El neoliberalismo nos ha enseñado que la mejor forma de relación en una sociedad es la competencia, sea entre empresas o entre trabajadores. Así, mientras los empleados compiten entre sí para obtener los favores de la empresa en que trabajan, o los trabajadores autónomos compiten con grandes empresas para intentar ganarse el sustento diario, se nos oculta que la competencia entre grandes empresas es cada vez menor, que la concentración de empresas a nivel mundial es tremenda, que cada vez hay menos empresas, que unas pocas controlan grandes nichos de mercado, y que hoy día una gran empresa es capaz de fabricar mascarillas, coches y televisores, mientras ofrecen servicios turísticos, fúnebres y de alimentación, y mientras especulan financieramente con la vivienda y la producción de alimentos, gracias a los fondos de pensiones de otros.
Las personas, cómodamente instaladas en la desinformación y la ausencia de pensamiento crítico en la mayoría de los casos, han votado con entusiasmo las opciones neoliberales, y a día de hoy, con la pandemia en pleno auge y casos tan flagrantes como los de las mascarillas y los entierros en boca de todos, muchos siguen “pensando” que el gobierno nos roba y las empresas privadas son lo mejor para la sociedad. Mientras tanto, no se cansan de aplaudir con las orejas las “generosas” donaciones de multimillonarios como Amancio Ortega o Bill Gates, olvidando que buena parte de sus fortunas se debe a la especulación y la ingeniería fiscal que les permite pagar muy pocos impuestos.
Yo no me opongo a que haya empresas privadas que fabriquen calzado bonito y de calidad, y que cobren un buen precio por ello, ni que se ofrezcan servicios turísticos con un generoso margen, ni que los móviles de última generación cuesten más de mil euros, ni que los departamentos con vistas al mar sean más caros, pero la especulación con bienes tan básicos como la vivienda, el transporte, la alimentación, la salud, la energía, las comunicaciones o la educación debería estar desterrada. Y, por supuesto, entre estos servicios básicos incluyo la banca. El estado, de manera directa o a través de cooperativas de trabajadores, debería proveer estos servicios a la población.

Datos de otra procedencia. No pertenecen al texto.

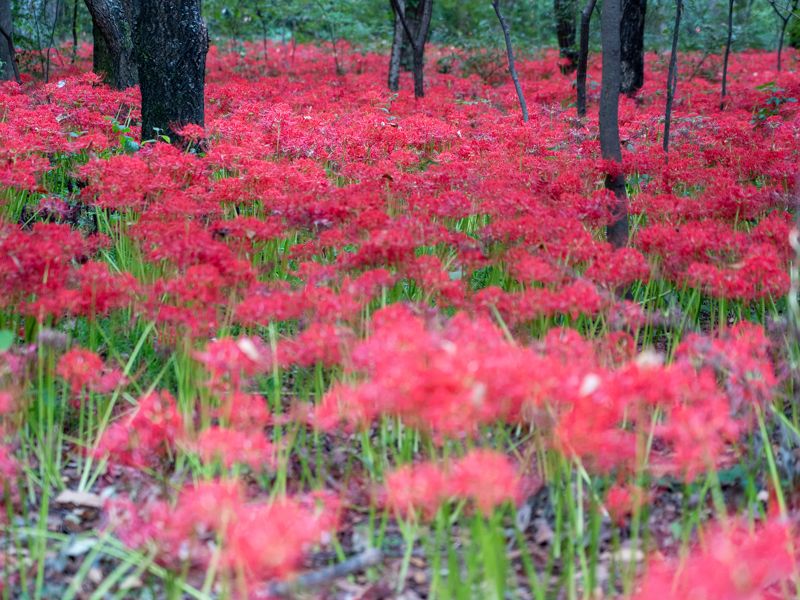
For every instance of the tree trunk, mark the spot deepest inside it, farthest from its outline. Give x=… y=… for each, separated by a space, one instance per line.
x=617 y=230
x=397 y=49
x=512 y=69
x=780 y=42
x=583 y=56
x=632 y=45
x=171 y=42
x=565 y=14
x=74 y=30
x=113 y=23
x=412 y=11
x=672 y=74
x=8 y=67
x=417 y=38
x=727 y=56
x=419 y=72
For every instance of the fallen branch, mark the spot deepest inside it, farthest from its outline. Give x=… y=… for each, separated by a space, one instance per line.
x=359 y=562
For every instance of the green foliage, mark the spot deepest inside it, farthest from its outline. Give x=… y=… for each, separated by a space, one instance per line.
x=794 y=32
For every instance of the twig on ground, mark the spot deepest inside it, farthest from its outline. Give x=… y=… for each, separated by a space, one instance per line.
x=359 y=562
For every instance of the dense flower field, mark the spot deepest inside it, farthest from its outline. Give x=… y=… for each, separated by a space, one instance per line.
x=344 y=327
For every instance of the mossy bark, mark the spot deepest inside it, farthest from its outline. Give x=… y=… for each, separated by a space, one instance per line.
x=171 y=43
x=632 y=45
x=113 y=22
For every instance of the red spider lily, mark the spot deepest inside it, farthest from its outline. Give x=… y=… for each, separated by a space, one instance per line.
x=733 y=561
x=486 y=478
x=84 y=369
x=228 y=360
x=146 y=436
x=230 y=447
x=258 y=541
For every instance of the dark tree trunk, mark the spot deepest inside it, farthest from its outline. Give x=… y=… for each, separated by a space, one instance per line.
x=74 y=30
x=566 y=12
x=672 y=74
x=791 y=9
x=171 y=42
x=417 y=38
x=397 y=49
x=512 y=69
x=780 y=43
x=583 y=56
x=727 y=56
x=113 y=22
x=632 y=45
x=412 y=11
x=617 y=230
x=8 y=70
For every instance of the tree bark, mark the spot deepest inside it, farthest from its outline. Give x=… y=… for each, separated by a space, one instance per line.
x=617 y=230
x=412 y=11
x=417 y=38
x=512 y=69
x=791 y=9
x=8 y=70
x=632 y=45
x=566 y=14
x=672 y=74
x=583 y=56
x=397 y=49
x=727 y=56
x=74 y=30
x=113 y=23
x=171 y=42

Si luego resulta que todo el mundo tiene mínimamente una vivienda donde vivir, un colegio donde enviar a sus hijos, un servicio de transporte suficiente, una sanidad que cubre todo lo necesario, y un banco público de servicio social, acompañado de una Renta Básica Universal Incondicionada; si después de tener cubiertos todos estos aspectos, hay promotores que desean construir vivienda de lujo, o transporte de lujo, o actividades extraescolares, o bancos con servicios “top”, no me opongo. Si la sociedad ya ha cubierto lo necesario, y todavía le queda energía para seguir creciendo (cosa que es indudable) bienvenido sea el empleo de esa energía en la producción de bienes y servicios adicionales, que además de enriquecer a algunos, ayudan a enriquecer en otros aspectos las vidas de todos. Nadie dice que debamos conformarnos con lo mínimo, bien al contrario. Pero para aspirar a lo máximo, debemos comenzar por cubrir lo mínimo.
Por favor, si nos indigna la especulación con las mascarillas y los servicios fúnebres, traslademos esa indignación a otros bienes básicos. No nos conformemos con la lucha entre pobres que nos ofrece el capitalismo salvaje.